ブログテーマに戻れば、相手が重過ぎる荷を背負っていたら、少しこちらが持ってあげるくらいの、言葉だけかもしれないがしようとしている。何でも丸投げだけはしないよう気をつかっているが、それは他人が判断すること、私にはわからない領分だ。なぜこんなことを書くかといえば、重過ぎる荷物にあえいで生きる人たちが私の周りに多過ぎるからだ。もう少し背負う荷物が公平になるような社会の仕組みが円滑に機能しないと相当にヤバイ社会に突入していくぞという直観である。それは自分たちの世代を中心に、相当生きにくい世間をつくってしまったことでもあるという反省だ。生きにくい世間とは、目の前の他人を信頼しないで生きる人々が増えることでもある。それは目に見える人々から目に見えない人々へ、想像力を働かせて生きることでもある。難しいことであるが、自分の足元を掘り下げればいくらでも見えてくる。そのためには、いっときでもいい、自分を捨てる工夫、自我意識を遠方に押しやること、『私が、私が、俺が、俺が・・』から『自分のことは後にする』生き方の模索である。肉料理を前にして、我先に食べる私だから、こんなエラソーなことを実は言えないはずが、ブログなら書いてしまう自己矛盾。情けない。

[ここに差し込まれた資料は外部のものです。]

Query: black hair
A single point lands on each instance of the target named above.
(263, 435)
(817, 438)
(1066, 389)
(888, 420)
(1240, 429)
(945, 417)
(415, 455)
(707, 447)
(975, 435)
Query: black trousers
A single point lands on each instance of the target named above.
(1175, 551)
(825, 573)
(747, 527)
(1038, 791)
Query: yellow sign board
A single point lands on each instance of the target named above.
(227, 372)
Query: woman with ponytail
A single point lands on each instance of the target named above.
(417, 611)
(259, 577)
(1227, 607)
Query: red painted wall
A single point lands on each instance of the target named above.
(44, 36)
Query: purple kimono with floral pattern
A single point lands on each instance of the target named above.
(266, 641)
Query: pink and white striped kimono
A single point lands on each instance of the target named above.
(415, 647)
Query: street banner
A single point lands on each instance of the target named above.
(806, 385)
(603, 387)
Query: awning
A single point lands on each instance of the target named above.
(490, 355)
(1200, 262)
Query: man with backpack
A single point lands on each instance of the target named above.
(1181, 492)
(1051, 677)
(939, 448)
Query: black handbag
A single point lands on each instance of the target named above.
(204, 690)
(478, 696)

  1. オラが村の住人は何処にでも沢山居ます。都会にも特に多いですね。我先に他人を推し分けてでもラッシュの電車に乗り込み職場に急げば、そこでも競い合う自分ファーストの人達ばかり。自分より弱い立場と見れば、すぐさま利用し踏み台にして上を目指す。丸投げ主義が身に着くと快感とばかりに利用して自分が楽をする。その間、本来の目的ではない夜の街での残業を。そのお陰で本来の仕事量に更に丸投げさせられた仕事も重なって深夜残業で苦しむ挙句の果てに自殺する者さえ出る事になりますね。上が楽をして下が苦しむ社会構造は会社でなくても、一般社会でも同じく貧富の格差が広がり、おまけに物価高も止まらず高級住宅地で
    オラが村を謳歌する人達も居る反面高い家賃の賃貸で苦しむ人達もそれ以上に大勢居て格差社会はますます広がるばかりですね。

    • なんでもファーストばやりで困ったものです。小さな子供にもすぐに波及してしまいます。隣人を愛そうと言ったのは聖書に書かれているのに、その信者たちがファーストを叫んで、平気で困ってる人を追い出し、殺すのですからね。偽善も甚だしい。企業の中も、政治屋の中でも、弱い者は弱くて利用されます。仕事を丸投げされて、過労死することさえあります。昨日、フジテレビから委嘱された仕事人が北海道で倒れて亡くなりました。過労死と疑われています。番組をつくるのはTV局員ではなく丸投げされた製作会社というお決まりのシステム。安い給料で4倍はTV局員より働きます。新聞社の業務部門もそうですね。派遣会社の人も本社の人間より働く場合が多い。人生において背負う荷物はほぼ同じなのに、貧富の格差がひどすぎますね。反乱や大規模デモがいずれ起きますね。